11.2. All disputes arising from or in connection with the Processors' Agreement shall be submitted exclusively to the competent court in the District Court of Limburg, Maastricht, the Netherlands.
Thus drawn up and ticked by Responsible for approval on the website of Fleetassist www.fleetassist.nl
Fleetassist B.V. ("supplier")
on behalf of this; Mr. Pike
Fleet Group B.V.
Annex A Specification of Processing of Personal Data
Annex B Security measures
Annex A Specification of Processing of Personal Data
Description of the processing
|Fleetassist may collect and process the following personal data:
Telephone number (landline and/or GSM)
Number Of Vehicles
Date of birth
Year of Birth
Social media data
Geographic location data
Driver Card with personal Ids
Tachograph data (.ddd)
All personal data contained in the free field of the contact form
All other personal data voluntarily transferred to Fleetassist (e.g. during correspondence)
Fleetassist also automatically collects anonymous information about the use you make of the Website. For example, Fleetassist will automatically log what parts you visit from the Website, which Web browser you use, which website you visited when you accessed the Website. We cannot identify you on the basis of this data, but it allows Fleetassist to make statistics on the use of the Website
Nature and Processing
|Fleetassist offers subscriptions and individual products in the field of trip registration, fleet management, greendriving, live tracking, time and kilometre registration, TAPA vehicle tracking system, remote tachograph reading, private blockage vehicle tracking system, as well as the corresponding software and hardware. The personal data to be processed in this context are covered by this agreement.

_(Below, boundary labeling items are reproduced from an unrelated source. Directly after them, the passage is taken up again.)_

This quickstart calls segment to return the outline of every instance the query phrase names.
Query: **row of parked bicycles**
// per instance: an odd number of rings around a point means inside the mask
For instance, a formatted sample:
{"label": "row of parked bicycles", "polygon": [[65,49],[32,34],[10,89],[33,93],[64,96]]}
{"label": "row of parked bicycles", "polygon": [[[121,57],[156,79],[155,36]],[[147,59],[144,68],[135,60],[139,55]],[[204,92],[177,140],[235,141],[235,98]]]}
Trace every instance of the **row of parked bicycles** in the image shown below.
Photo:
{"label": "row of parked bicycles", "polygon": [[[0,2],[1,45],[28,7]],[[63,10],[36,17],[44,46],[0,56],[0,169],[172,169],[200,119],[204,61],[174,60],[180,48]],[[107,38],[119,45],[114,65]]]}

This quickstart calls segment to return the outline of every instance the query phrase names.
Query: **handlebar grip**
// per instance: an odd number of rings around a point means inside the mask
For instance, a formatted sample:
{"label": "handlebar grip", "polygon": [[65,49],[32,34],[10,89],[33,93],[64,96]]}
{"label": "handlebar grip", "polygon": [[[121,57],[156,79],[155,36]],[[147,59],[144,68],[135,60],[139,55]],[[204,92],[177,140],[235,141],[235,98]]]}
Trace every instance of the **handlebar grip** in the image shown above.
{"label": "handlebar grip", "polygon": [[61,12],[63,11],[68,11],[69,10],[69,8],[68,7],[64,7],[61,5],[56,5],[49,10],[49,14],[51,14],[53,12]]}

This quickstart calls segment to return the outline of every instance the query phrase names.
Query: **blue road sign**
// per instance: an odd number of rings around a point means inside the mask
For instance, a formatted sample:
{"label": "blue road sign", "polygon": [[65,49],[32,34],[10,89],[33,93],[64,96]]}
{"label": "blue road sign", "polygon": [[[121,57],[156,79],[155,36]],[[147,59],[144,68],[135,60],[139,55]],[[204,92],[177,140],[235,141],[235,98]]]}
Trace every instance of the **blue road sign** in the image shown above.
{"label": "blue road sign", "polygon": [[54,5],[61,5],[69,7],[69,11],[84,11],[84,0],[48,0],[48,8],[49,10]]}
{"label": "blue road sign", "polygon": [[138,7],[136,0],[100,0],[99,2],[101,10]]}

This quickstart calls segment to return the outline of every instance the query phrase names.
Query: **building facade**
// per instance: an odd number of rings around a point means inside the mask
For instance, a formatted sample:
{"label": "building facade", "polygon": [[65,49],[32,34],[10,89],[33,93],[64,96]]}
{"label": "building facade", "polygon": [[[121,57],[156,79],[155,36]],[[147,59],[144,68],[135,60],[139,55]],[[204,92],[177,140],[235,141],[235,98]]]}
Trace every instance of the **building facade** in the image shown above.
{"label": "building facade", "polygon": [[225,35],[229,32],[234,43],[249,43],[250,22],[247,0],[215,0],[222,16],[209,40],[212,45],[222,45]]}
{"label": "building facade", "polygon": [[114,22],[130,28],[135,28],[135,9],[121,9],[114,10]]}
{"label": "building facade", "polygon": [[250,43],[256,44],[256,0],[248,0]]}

Security measures taken by the Processor at least
|- all responsibilities are laid down
- Employees are trained in information security and they have a confidentiality clause in the employment contract.
- User devices (laptops, desktop computers, smartphones) are personalized.
- Records of equipment and users are kept up to date.
- access to confidential information is restricted on a need-to-know basis
- measures taken for access to physical data, such as camera surveillance
- there is a password policy
- All devices that contain storage media, such as laptops or smartphones, will be stripped of any remaining personal data before they are removed or reused.
- IT facilities and equipment shall be physically protected against unauthorised access and against damage and failure.
- Software, such as browsers, virus scanners and operating systems, is kept up to date so that the latest version with the highest security is used.
- In continuity management there are backups as well as the duplication of systems in order to limit the risk of failure.
- Direct data access to backend systems is prohibited unless no other options are available.
- Security incidents and/or data breaches, of whatever nature, form and/or size, must be reported immediately and at the latest within 24 hours after they have been detected, in accordance with the process 'Handling of data breaches and/or security incidents', alteration or release thereof without the intention, for example - but not exclusively - hacking of systems, unauthorised access to files/systems, loss or theft of documents/usb-sticks/laptop/telephone and/or misaddressing of correspondence.